Sin embargo, a pesar del triunfalismo con el que Moncloa resume la visita, ha quedado suficientemente demostrado que allí Rajoy no es nadie. Uno más como tantos otros. La fugaz visita de un presidente que no es capaz de pronunciar una sola palabra en inglés y se arrastra a los pies del poderoso suplicando un poco de apoyo, apenas ha contado con presencia en los medios estadounidenses. No es de extrañar, teniendo en cuenta que muchos siguen localizándonos en Sudamérica al preguntarles dónde se encuentra España. El nombre del presidente español se pronuncia “Mah-ree-AH’-noh rah-HOY”, informaba la Associated Press en una nota remitida a los periodistas, mientras el secretario de prensa de la Casa Blanca lo nombraba por su segundo apellido. El presidente Brey, decía antes de confundir a España con México en su encuentro diario con los medios y corregir a una redactora que hablaba del viaje del Rey de la Nación española.
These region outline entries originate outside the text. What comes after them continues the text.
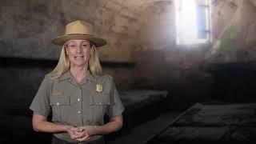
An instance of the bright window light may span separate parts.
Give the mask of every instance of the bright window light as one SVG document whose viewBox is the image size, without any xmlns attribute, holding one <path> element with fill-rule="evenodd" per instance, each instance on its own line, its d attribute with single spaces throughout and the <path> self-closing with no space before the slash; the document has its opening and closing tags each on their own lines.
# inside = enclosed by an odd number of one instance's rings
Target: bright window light
<svg viewBox="0 0 256 144">
<path fill-rule="evenodd" d="M 209 0 L 176 0 L 176 44 L 210 40 Z"/>
</svg>

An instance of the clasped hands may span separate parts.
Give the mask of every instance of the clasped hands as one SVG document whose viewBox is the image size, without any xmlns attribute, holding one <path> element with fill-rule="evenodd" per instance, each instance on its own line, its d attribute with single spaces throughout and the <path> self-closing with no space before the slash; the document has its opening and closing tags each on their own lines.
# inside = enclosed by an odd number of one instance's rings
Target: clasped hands
<svg viewBox="0 0 256 144">
<path fill-rule="evenodd" d="M 86 126 L 81 127 L 69 126 L 67 128 L 67 133 L 73 140 L 86 142 L 90 139 L 90 136 L 96 134 L 95 127 L 95 126 Z"/>
</svg>

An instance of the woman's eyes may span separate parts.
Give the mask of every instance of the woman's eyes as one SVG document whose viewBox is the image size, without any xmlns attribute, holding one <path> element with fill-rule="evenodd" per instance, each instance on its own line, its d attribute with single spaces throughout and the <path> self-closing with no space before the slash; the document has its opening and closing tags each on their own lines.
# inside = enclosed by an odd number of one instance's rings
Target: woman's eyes
<svg viewBox="0 0 256 144">
<path fill-rule="evenodd" d="M 76 47 L 76 45 L 70 45 L 70 46 L 71 46 L 71 47 Z M 83 47 L 87 47 L 88 45 L 83 44 L 83 45 L 82 45 L 82 46 L 83 46 Z"/>
</svg>

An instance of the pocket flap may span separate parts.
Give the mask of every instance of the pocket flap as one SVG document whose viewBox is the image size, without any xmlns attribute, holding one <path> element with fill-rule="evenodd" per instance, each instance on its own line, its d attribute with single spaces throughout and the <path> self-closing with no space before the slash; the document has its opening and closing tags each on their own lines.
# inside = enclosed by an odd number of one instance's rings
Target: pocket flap
<svg viewBox="0 0 256 144">
<path fill-rule="evenodd" d="M 62 97 L 51 97 L 50 98 L 50 106 L 69 106 L 70 105 L 70 100 L 69 97 L 62 96 Z"/>
</svg>

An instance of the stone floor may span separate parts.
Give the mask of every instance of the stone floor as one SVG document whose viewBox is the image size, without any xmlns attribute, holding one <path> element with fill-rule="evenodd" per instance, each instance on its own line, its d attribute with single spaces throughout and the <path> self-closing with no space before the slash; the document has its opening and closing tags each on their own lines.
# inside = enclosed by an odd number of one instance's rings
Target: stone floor
<svg viewBox="0 0 256 144">
<path fill-rule="evenodd" d="M 130 133 L 117 138 L 107 144 L 142 144 L 151 138 L 155 134 L 170 125 L 182 112 L 168 111 L 160 114 L 154 119 L 148 121 L 131 130 Z"/>
</svg>

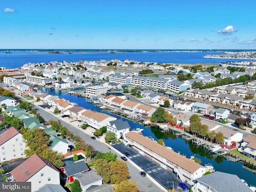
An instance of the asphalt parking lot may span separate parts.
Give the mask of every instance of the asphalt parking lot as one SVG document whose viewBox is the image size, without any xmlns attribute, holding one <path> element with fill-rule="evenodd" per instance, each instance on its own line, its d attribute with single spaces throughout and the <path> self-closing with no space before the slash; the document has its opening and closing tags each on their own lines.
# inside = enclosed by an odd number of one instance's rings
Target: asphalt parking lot
<svg viewBox="0 0 256 192">
<path fill-rule="evenodd" d="M 124 152 L 128 152 L 131 156 L 127 157 L 127 158 L 134 162 L 166 190 L 172 187 L 172 182 L 174 182 L 174 189 L 176 188 L 176 186 L 179 186 L 179 184 L 181 182 L 175 174 L 161 167 L 159 164 L 146 156 L 139 154 L 138 151 L 134 149 L 133 147 L 126 147 L 123 143 L 115 144 L 112 147 L 123 154 Z M 171 182 L 167 183 L 168 182 Z M 190 187 L 187 183 L 185 182 L 185 184 Z"/>
</svg>

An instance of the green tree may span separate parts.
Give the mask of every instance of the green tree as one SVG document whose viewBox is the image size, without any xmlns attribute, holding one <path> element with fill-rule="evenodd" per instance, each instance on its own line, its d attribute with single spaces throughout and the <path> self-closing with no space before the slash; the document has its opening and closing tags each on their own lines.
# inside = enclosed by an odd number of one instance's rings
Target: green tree
<svg viewBox="0 0 256 192">
<path fill-rule="evenodd" d="M 159 107 L 155 111 L 150 119 L 150 121 L 153 122 L 162 122 L 164 121 L 163 118 L 164 109 L 162 107 Z"/>
<path fill-rule="evenodd" d="M 169 107 L 170 104 L 170 101 L 168 100 L 164 101 L 164 106 L 165 107 Z"/>
<path fill-rule="evenodd" d="M 77 154 L 75 154 L 73 157 L 73 160 L 74 161 L 77 161 L 78 160 L 78 157 L 77 156 Z"/>
<path fill-rule="evenodd" d="M 123 89 L 123 92 L 124 93 L 128 93 L 129 90 L 127 88 L 124 88 Z"/>
<path fill-rule="evenodd" d="M 100 128 L 102 133 L 105 133 L 107 132 L 107 126 L 103 126 L 102 127 Z"/>
<path fill-rule="evenodd" d="M 224 136 L 222 132 L 219 132 L 217 133 L 215 138 L 216 139 L 216 141 L 218 143 L 222 144 L 224 142 Z"/>
<path fill-rule="evenodd" d="M 160 144 L 161 145 L 164 145 L 164 141 L 161 139 L 159 139 L 157 140 L 157 143 Z"/>
<path fill-rule="evenodd" d="M 200 122 L 200 118 L 199 118 L 199 116 L 196 114 L 193 114 L 192 115 L 189 120 L 190 121 L 190 123 L 193 123 L 193 122 Z"/>
<path fill-rule="evenodd" d="M 116 140 L 116 134 L 113 132 L 108 132 L 106 134 L 105 140 L 107 142 L 111 142 Z"/>
<path fill-rule="evenodd" d="M 114 187 L 115 192 L 137 192 L 139 187 L 136 186 L 134 181 L 124 180 L 119 184 L 116 184 Z"/>
<path fill-rule="evenodd" d="M 244 119 L 241 117 L 237 118 L 235 121 L 234 124 L 238 127 L 238 128 L 241 128 L 241 126 L 244 124 L 245 121 Z"/>
<path fill-rule="evenodd" d="M 75 179 L 70 186 L 72 192 L 81 192 L 82 188 L 80 184 L 77 179 Z"/>
<path fill-rule="evenodd" d="M 99 135 L 101 135 L 101 134 L 102 134 L 102 132 L 101 130 L 101 129 L 97 129 L 95 130 L 95 131 L 94 132 L 94 135 L 96 135 L 98 136 L 99 136 Z"/>
<path fill-rule="evenodd" d="M 207 133 L 207 136 L 210 139 L 211 141 L 212 141 L 212 140 L 215 137 L 216 135 L 216 133 L 214 131 L 214 130 L 208 132 L 208 133 Z"/>
</svg>

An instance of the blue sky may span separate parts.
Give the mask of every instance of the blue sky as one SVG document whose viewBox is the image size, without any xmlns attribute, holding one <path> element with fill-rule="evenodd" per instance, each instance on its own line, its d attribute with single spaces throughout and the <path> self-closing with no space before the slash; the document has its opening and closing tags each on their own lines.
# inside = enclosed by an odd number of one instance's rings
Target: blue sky
<svg viewBox="0 0 256 192">
<path fill-rule="evenodd" d="M 253 0 L 1 0 L 1 49 L 256 49 Z"/>
</svg>

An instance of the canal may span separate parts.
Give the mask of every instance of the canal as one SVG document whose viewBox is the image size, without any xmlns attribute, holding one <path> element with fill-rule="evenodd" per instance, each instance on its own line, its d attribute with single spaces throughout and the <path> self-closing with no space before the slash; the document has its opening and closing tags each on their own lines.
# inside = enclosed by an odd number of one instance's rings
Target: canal
<svg viewBox="0 0 256 192">
<path fill-rule="evenodd" d="M 49 94 L 58 95 L 60 97 L 65 98 L 71 102 L 77 103 L 78 106 L 92 110 L 105 113 L 115 116 L 118 119 L 120 118 L 119 117 L 116 116 L 114 114 L 111 114 L 109 110 L 101 110 L 88 102 L 88 99 L 68 94 L 68 92 L 70 91 L 70 90 L 47 90 L 47 92 Z M 46 92 L 45 90 L 43 90 L 42 91 Z M 256 172 L 256 170 L 252 170 L 252 168 L 248 167 L 248 165 L 244 164 L 240 162 L 232 162 L 231 161 L 232 158 L 228 156 L 222 156 L 214 158 L 208 151 L 204 149 L 203 148 L 197 147 L 191 141 L 188 142 L 176 136 L 175 133 L 172 132 L 162 133 L 156 126 L 144 126 L 143 125 L 141 124 L 129 120 L 127 121 L 131 129 L 144 129 L 142 133 L 144 136 L 150 136 L 155 140 L 158 140 L 159 139 L 162 139 L 166 146 L 172 148 L 175 152 L 179 152 L 181 155 L 184 155 L 188 158 L 191 156 L 194 156 L 201 160 L 202 163 L 200 164 L 203 166 L 210 163 L 213 166 L 215 171 L 220 171 L 237 175 L 239 178 L 246 181 L 249 186 L 251 185 L 256 186 L 256 176 L 253 172 L 254 171 Z M 256 169 L 255 168 L 254 169 Z"/>
</svg>

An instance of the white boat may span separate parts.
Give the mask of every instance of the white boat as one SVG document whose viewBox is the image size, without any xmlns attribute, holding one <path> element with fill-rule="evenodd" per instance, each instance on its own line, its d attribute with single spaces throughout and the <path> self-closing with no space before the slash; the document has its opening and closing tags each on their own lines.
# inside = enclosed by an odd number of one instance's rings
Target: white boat
<svg viewBox="0 0 256 192">
<path fill-rule="evenodd" d="M 210 150 L 211 152 L 216 152 L 221 149 L 222 147 L 220 146 L 215 146 Z"/>
</svg>

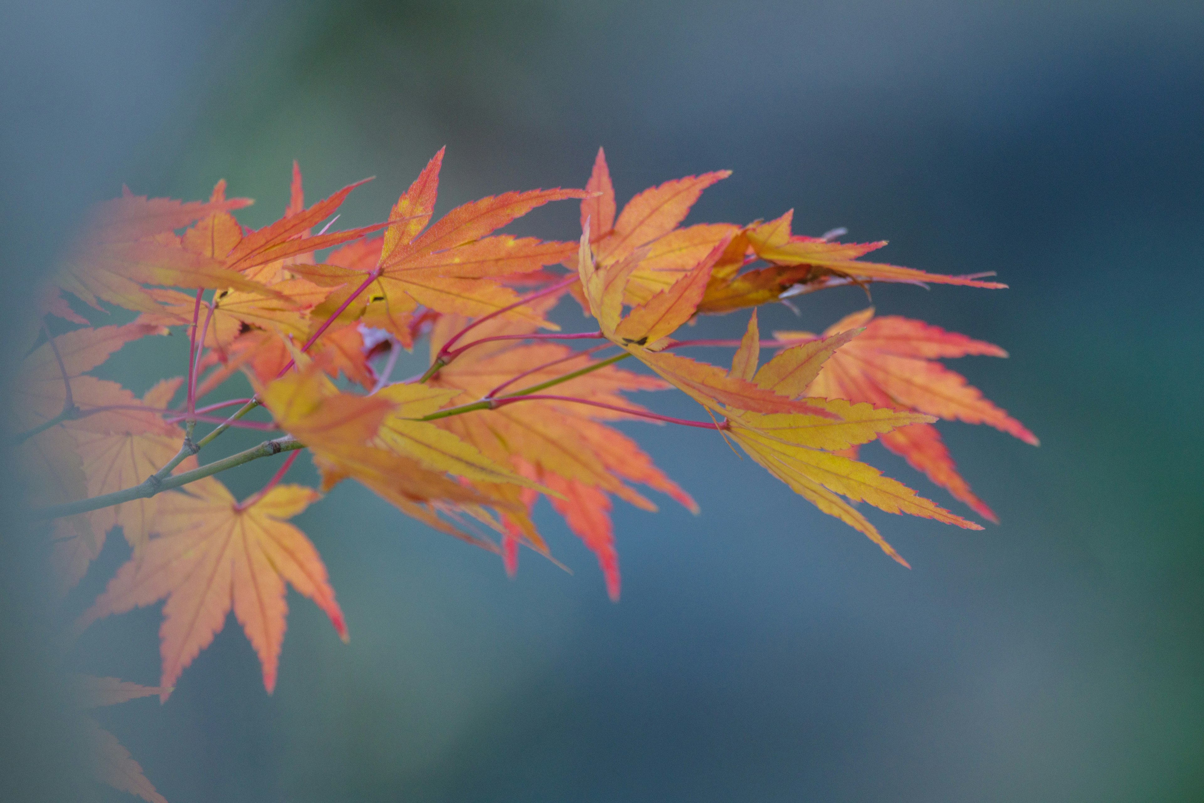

Y después, levitando en una idílica nube de la que aún no conseguido bajar, el saludo a Christine Lagarde en la sede del FMI y una comparecencia ante grandes empresarios inyectaron otra sobredosis de adrenalina en la moral del compostelano. Inviertan en España, recomendaba contando las bonanzas imaginadas en su particular mundo fantástico. Le faltó añadir que aquí encontrarán mano de obra barata y todo les irá de maravilla, que los españoles estamos tan desesperados por trabajar que aceptamos sin rechistar cualquier sueldo precario y horario esclavo con tal de abandonar de una vez por todas la miserable lista del paro. Buen momento para invertir, sin duda, en unos tiempos donde los números de sus informes económicos prevalecen sobre el drama humano que generan los recortes y el desempleo. “Hemos podido transmitir la imagen de un país en recuperación”, decía Rajoy con orgullo por haber cumplido el objetivo marcado durante el viaje. Pero la imagen de un país no es la que se vende a los demás desde un punto de vista subjetivo e interesado, sino la que se ve y siente a pie de calle; y esa, verdaderamente, es muy distinta a la pregonada con tanto optimismo en Washington.

Con todos mis respetos, señor presidente, creo que a Obama se la sopla lo que pase en España más allá de sus propios intereses, aunque evidentemente le ha hecho un favor impagable al permitirle fardar durante algún tiempo de “liderazgo” en una oportuna estrategia de propaganda política. Y es que, mientras Rajoy narraba victorioso su encuentro en la Casa Blanca publicando hasta diez fotos en sus perfiles personales de Facebook y Twitter, el jefe del gobierno de Estados Unidos pasaba olímpicamente del tema al no hacer ni más mínima referencia en los suyos. Esa es la diferencia y así se explica todo. Pero no pasa nada, porque lo importante es volver a casa con la foto enmarcada para el hueco tanto tiempo reservado en la mesita de noche, el ego a flor de piel y por supuesto, con una honorable cajita de M&M’s en el bolsillo. ¡Enhorabuena! Se la ha ganado por lo bien que ha sabido vender el humo. Buen provecho, a disfrutarla; y como suele decirse… y yo que lo vea.